Jump to content

Completeness

From Wikipedia, the free encyclopedia

This is an old revision of this page, as edited by Markus Krötzsch (talk | contribs) at 15:52, 23 June 2003. The present address (URL) is a permanent link to this revision, which may differ significantly from the current revision.

In mathematics and related technical fields, a mathematical object is complete if nothing needs to be added to it. This is made precise in various ways, several of which have a related notion of completion.
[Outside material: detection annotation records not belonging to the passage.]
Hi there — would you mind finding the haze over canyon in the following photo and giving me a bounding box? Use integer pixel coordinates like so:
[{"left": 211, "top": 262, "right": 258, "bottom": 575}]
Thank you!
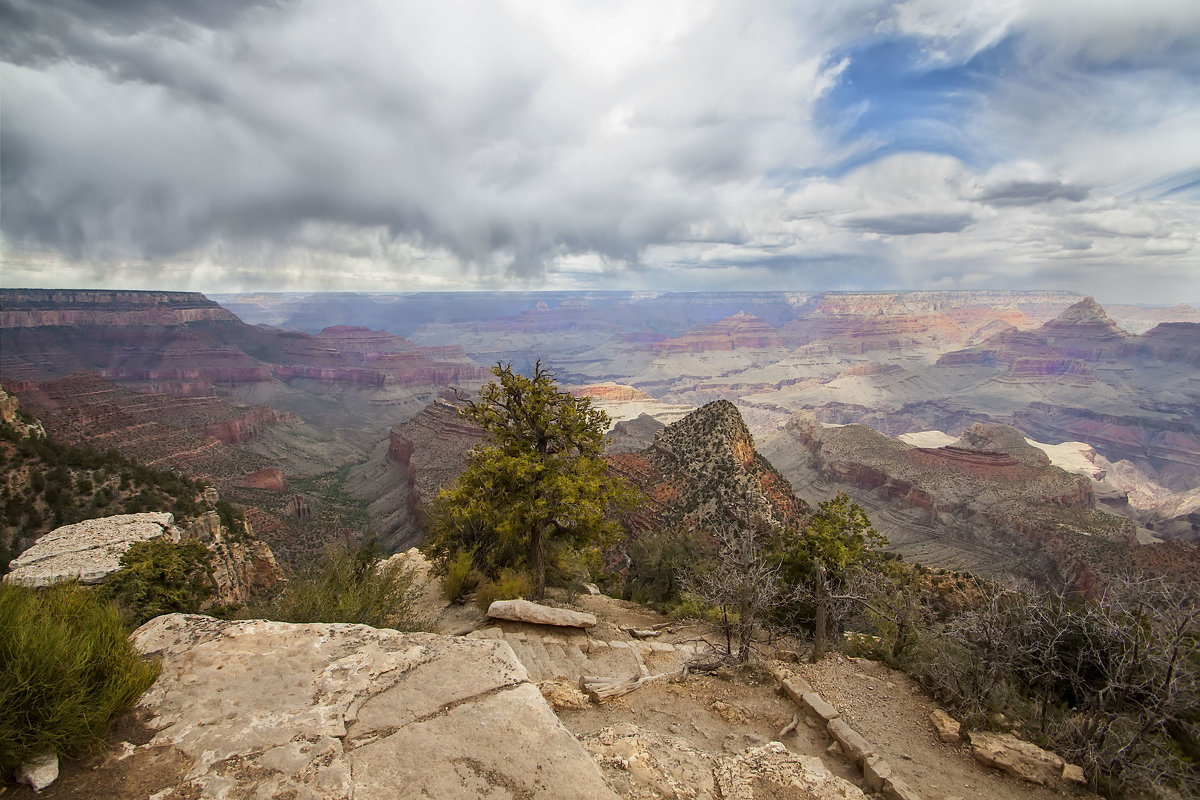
[{"left": 0, "top": 289, "right": 1200, "bottom": 594}]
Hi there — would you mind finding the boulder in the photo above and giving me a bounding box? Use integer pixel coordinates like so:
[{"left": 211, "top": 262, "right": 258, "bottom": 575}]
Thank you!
[
  {"left": 17, "top": 753, "right": 59, "bottom": 792},
  {"left": 971, "top": 730, "right": 1064, "bottom": 786},
  {"left": 800, "top": 692, "right": 838, "bottom": 722},
  {"left": 929, "top": 709, "right": 962, "bottom": 745},
  {"left": 4, "top": 511, "right": 182, "bottom": 587},
  {"left": 487, "top": 600, "right": 596, "bottom": 627},
  {"left": 826, "top": 718, "right": 875, "bottom": 766},
  {"left": 714, "top": 741, "right": 866, "bottom": 800},
  {"left": 126, "top": 614, "right": 617, "bottom": 800}
]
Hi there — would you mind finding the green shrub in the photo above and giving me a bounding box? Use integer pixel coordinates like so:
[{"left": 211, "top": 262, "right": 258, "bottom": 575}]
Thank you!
[
  {"left": 442, "top": 551, "right": 480, "bottom": 603},
  {"left": 247, "top": 548, "right": 425, "bottom": 631},
  {"left": 102, "top": 539, "right": 214, "bottom": 627},
  {"left": 0, "top": 583, "right": 158, "bottom": 775},
  {"left": 475, "top": 570, "right": 533, "bottom": 612}
]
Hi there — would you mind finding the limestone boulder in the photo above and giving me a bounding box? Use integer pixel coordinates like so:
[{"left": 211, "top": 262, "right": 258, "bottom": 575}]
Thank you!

  • In graph theory, a complete graph is an undirected graph where every pair of vertices has exactly one edge connecting them.
  • In logic, a formal calculus is said to be complete if, for any statement P, a proof exists for P or for not P. A system is consistent if a proof never exists for both P and not P. Gödel's incompleteness theorem proved that no system as powerful as the Peano axioms can be both consistent and complete. See also the point below for a more general usage from this area.
  • In proof theory and related fields of mathematical logic, a formal calculus is said to be complete with respect to a certain logic (i.e. wrt its semantics), if every statement, that is a tautology of this logic, can be syntactically proven within the calculus. When working with classical logic, this is equivalent to the notion of completeness introduced above. The reverse statement is called soundness.
  • In complexity theory, a problem P is said to be complete for a complexity class C, under a given type of reduction, if P is in C, and every problem in C reduces to P using that reduction. For example, each problem in the class NP-Complete is complete for the class NP, under polynomial-time, many-one reduction.